Monday, June 29, 2009

A Letter To My Unborn Child

I was hoping to meet you many years ago. I had it all set in my head on how it was going to be. Your Mom would be having you and I would be by her side, holding her hand, helping her with her breathing. You would come and I would look down at you as the nurse cleaned you up and wrapped you in a blanket. I would be crying as I brought you to your Mother. We would just be together as a family. I imagined it would be the most important, meaningful moment of my life.

Sadly the Woman who was supposed to be your Mother decided a few years ago that she no longer loved me. She cheated and left me for another. As much as your birth would have been the most important moment of my life, this ending was the most painful, heartbreaking, life changing event of it.

As the years have gone by, I am seeing you in my future less and less. I have not found the Woman who would be your Mother. Maybe I am not trying hard enough, or perhaps I am punishing myself for all that was taken away from me. I am slowly starting to believe in myself again, but I still struggle. I think I was a good Husband. I left her love notes, sent her flowers, was there for her to cry with and lean on. Not a day went by that I did not make sure she knew how much I appreciated her. But yet she left me for a Man that will do none of these things. How I am supposed to feel about myself when I lost out to a cheating jerk?

Maybe someday I will end up with a Woman who already has Children and your spirit will end up as not a newborn, but in the shape of a pre-teen or teenager in need of a Fathers love, guidance. Perhaps some day when your heart is broken your Mother, my soul mate, will wrap you in a blanket on the couch and we will sit as a family and talk.

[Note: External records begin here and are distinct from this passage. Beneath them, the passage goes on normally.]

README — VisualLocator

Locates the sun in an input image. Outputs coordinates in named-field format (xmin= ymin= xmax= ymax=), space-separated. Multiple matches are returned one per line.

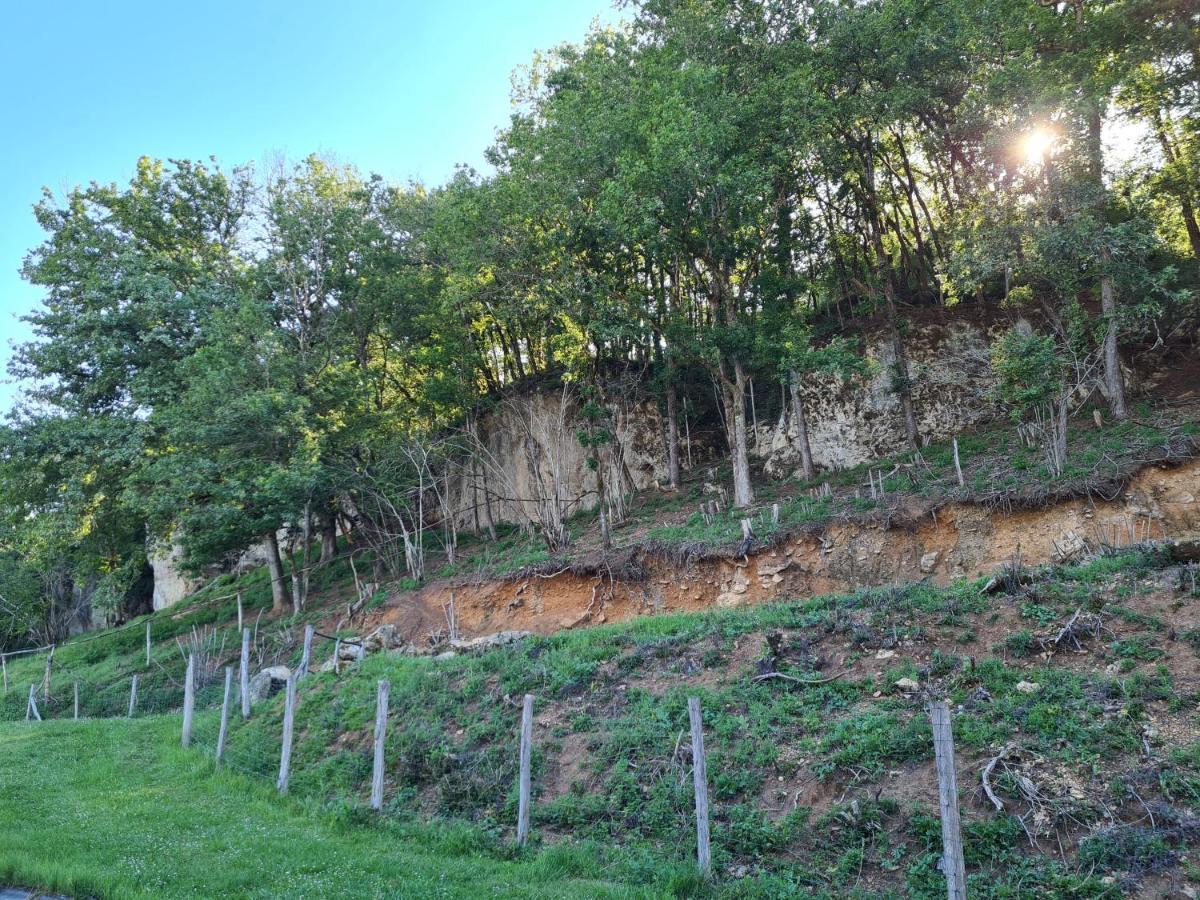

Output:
xmin=1021 ymin=127 xmax=1058 ymax=166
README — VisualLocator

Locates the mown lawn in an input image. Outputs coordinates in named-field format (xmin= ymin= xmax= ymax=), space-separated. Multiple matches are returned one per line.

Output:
xmin=0 ymin=716 xmax=656 ymax=898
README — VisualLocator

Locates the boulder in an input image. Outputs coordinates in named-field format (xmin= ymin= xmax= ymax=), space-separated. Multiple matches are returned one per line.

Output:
xmin=250 ymin=666 xmax=292 ymax=706
xmin=355 ymin=625 xmax=404 ymax=653
xmin=317 ymin=637 xmax=366 ymax=672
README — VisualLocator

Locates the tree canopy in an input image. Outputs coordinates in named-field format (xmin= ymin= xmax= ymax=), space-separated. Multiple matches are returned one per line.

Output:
xmin=0 ymin=0 xmax=1200 ymax=641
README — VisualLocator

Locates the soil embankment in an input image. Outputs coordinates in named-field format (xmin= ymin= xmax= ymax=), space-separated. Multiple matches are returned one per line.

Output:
xmin=374 ymin=460 xmax=1200 ymax=646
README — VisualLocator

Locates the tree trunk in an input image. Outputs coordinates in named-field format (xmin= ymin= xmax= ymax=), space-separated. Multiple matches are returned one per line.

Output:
xmin=1076 ymin=102 xmax=1129 ymax=421
xmin=318 ymin=512 xmax=337 ymax=565
xmin=722 ymin=361 xmax=754 ymax=509
xmin=266 ymin=532 xmax=288 ymax=613
xmin=667 ymin=383 xmax=679 ymax=491
xmin=787 ymin=372 xmax=816 ymax=479
xmin=883 ymin=282 xmax=917 ymax=450
xmin=1100 ymin=250 xmax=1129 ymax=421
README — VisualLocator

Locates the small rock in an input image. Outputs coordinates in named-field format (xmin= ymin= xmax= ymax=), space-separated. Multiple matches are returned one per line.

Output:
xmin=247 ymin=666 xmax=292 ymax=706
xmin=716 ymin=592 xmax=742 ymax=610
xmin=362 ymin=625 xmax=401 ymax=653
xmin=450 ymin=631 xmax=530 ymax=652
xmin=756 ymin=559 xmax=792 ymax=577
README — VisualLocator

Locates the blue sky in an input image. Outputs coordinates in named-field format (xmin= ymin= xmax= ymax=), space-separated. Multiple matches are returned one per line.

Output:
xmin=0 ymin=0 xmax=618 ymax=410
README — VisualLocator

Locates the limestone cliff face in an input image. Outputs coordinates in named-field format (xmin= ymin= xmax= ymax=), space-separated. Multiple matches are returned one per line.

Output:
xmin=151 ymin=323 xmax=1000 ymax=608
xmin=450 ymin=391 xmax=667 ymax=529
xmin=752 ymin=323 xmax=1001 ymax=478
xmin=146 ymin=544 xmax=204 ymax=610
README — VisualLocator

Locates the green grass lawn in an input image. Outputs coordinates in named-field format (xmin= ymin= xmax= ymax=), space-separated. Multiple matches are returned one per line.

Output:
xmin=0 ymin=716 xmax=655 ymax=898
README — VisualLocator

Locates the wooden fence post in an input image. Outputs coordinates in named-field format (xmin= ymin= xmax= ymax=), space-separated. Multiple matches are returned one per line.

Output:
xmin=276 ymin=674 xmax=296 ymax=793
xmin=25 ymin=684 xmax=42 ymax=722
xmin=217 ymin=666 xmax=233 ymax=762
xmin=371 ymin=682 xmax=391 ymax=810
xmin=688 ymin=697 xmax=713 ymax=876
xmin=238 ymin=628 xmax=250 ymax=719
xmin=929 ymin=701 xmax=967 ymax=900
xmin=42 ymin=644 xmax=58 ymax=703
xmin=182 ymin=653 xmax=196 ymax=746
xmin=517 ymin=694 xmax=533 ymax=846
xmin=296 ymin=625 xmax=313 ymax=678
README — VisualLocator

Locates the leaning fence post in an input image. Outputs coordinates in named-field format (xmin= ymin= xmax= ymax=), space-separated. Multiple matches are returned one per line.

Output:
xmin=182 ymin=653 xmax=196 ymax=746
xmin=517 ymin=694 xmax=533 ymax=846
xmin=296 ymin=625 xmax=313 ymax=678
xmin=238 ymin=628 xmax=250 ymax=719
xmin=42 ymin=644 xmax=56 ymax=703
xmin=688 ymin=697 xmax=713 ymax=876
xmin=25 ymin=684 xmax=42 ymax=722
xmin=371 ymin=682 xmax=390 ymax=810
xmin=217 ymin=666 xmax=233 ymax=762
xmin=276 ymin=674 xmax=296 ymax=793
xmin=929 ymin=701 xmax=967 ymax=900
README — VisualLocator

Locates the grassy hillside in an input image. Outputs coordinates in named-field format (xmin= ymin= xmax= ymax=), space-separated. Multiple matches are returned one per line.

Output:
xmin=0 ymin=718 xmax=649 ymax=898
xmin=0 ymin=550 xmax=1200 ymax=898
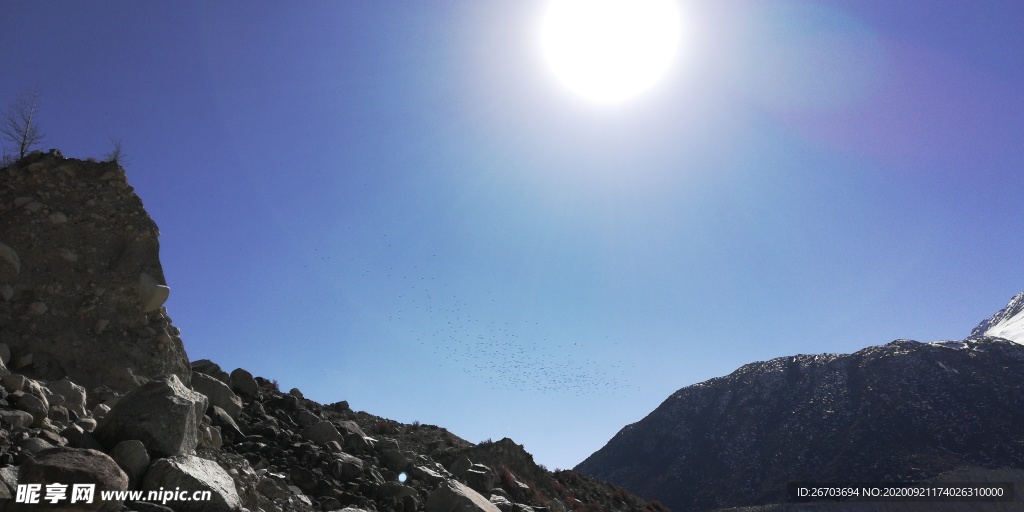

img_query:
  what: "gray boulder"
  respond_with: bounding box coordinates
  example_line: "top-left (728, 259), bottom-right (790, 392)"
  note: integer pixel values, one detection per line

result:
top-left (0, 155), bottom-right (190, 392)
top-left (191, 359), bottom-right (230, 384)
top-left (94, 375), bottom-right (208, 457)
top-left (463, 464), bottom-right (495, 494)
top-left (191, 372), bottom-right (242, 420)
top-left (111, 439), bottom-right (150, 488)
top-left (302, 421), bottom-right (345, 444)
top-left (229, 368), bottom-right (259, 398)
top-left (141, 456), bottom-right (242, 512)
top-left (427, 480), bottom-right (501, 512)
top-left (46, 379), bottom-right (88, 418)
top-left (7, 447), bottom-right (128, 512)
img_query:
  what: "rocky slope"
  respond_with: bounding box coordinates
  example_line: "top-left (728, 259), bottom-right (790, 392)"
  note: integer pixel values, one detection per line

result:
top-left (971, 292), bottom-right (1024, 344)
top-left (0, 152), bottom-right (667, 512)
top-left (0, 151), bottom-right (189, 392)
top-left (575, 296), bottom-right (1024, 512)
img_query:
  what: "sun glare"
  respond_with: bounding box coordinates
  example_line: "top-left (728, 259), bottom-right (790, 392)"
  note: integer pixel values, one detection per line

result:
top-left (541, 0), bottom-right (681, 103)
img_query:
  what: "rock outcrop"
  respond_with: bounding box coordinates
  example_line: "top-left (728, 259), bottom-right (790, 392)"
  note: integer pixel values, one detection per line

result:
top-left (0, 152), bottom-right (190, 392)
top-left (0, 153), bottom-right (664, 512)
top-left (575, 338), bottom-right (1024, 512)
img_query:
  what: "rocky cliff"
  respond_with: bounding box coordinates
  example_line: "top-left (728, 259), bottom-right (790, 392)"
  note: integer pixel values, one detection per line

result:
top-left (0, 151), bottom-right (189, 392)
top-left (575, 301), bottom-right (1024, 512)
top-left (0, 152), bottom-right (667, 512)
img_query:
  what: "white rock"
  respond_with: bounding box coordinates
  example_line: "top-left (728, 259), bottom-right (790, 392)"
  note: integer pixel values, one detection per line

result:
top-left (46, 379), bottom-right (88, 418)
top-left (191, 372), bottom-right (242, 420)
top-left (138, 272), bottom-right (171, 312)
top-left (95, 374), bottom-right (209, 457)
top-left (0, 242), bottom-right (22, 273)
top-left (142, 456), bottom-right (242, 512)
top-left (111, 439), bottom-right (151, 488)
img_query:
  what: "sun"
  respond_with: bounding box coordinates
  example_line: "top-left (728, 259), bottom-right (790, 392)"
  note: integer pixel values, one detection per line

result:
top-left (541, 0), bottom-right (682, 103)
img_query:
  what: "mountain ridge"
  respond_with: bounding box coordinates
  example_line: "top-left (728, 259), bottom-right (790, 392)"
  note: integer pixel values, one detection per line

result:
top-left (574, 294), bottom-right (1024, 512)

I imagine it will be the most important, meaningful moment of my life.

2 comments:

  1. really well written..i'm crying now.

    i have some kids in the state that really need a daddy...if ever you interested in an adventure of fostering.....look me up.

    i've written something about an unborn child...but one that was in the womb...and never came out of the cocoon.......

    ReplyDelete
  2. oh.......and about the wife.

    you deserved better.......no one deserves that kind of betrayal.

    truth? i was in the last 6 months approached by a friend...to cheat. there was no way.

    the betrayal like that is the most evil and selfish thing that someone can do...perhaps only surpassed by suicide.

    see, when someone cheats...they cheat on not only their spouse...but their children...their siblings...their parents...all the people that have become family to the couple...and most importantly;

    they cheat on themselves.

    healing will come to you...as surely as the sun rises.

    and the experience will become part of the tapestry of what makes you a piece of art.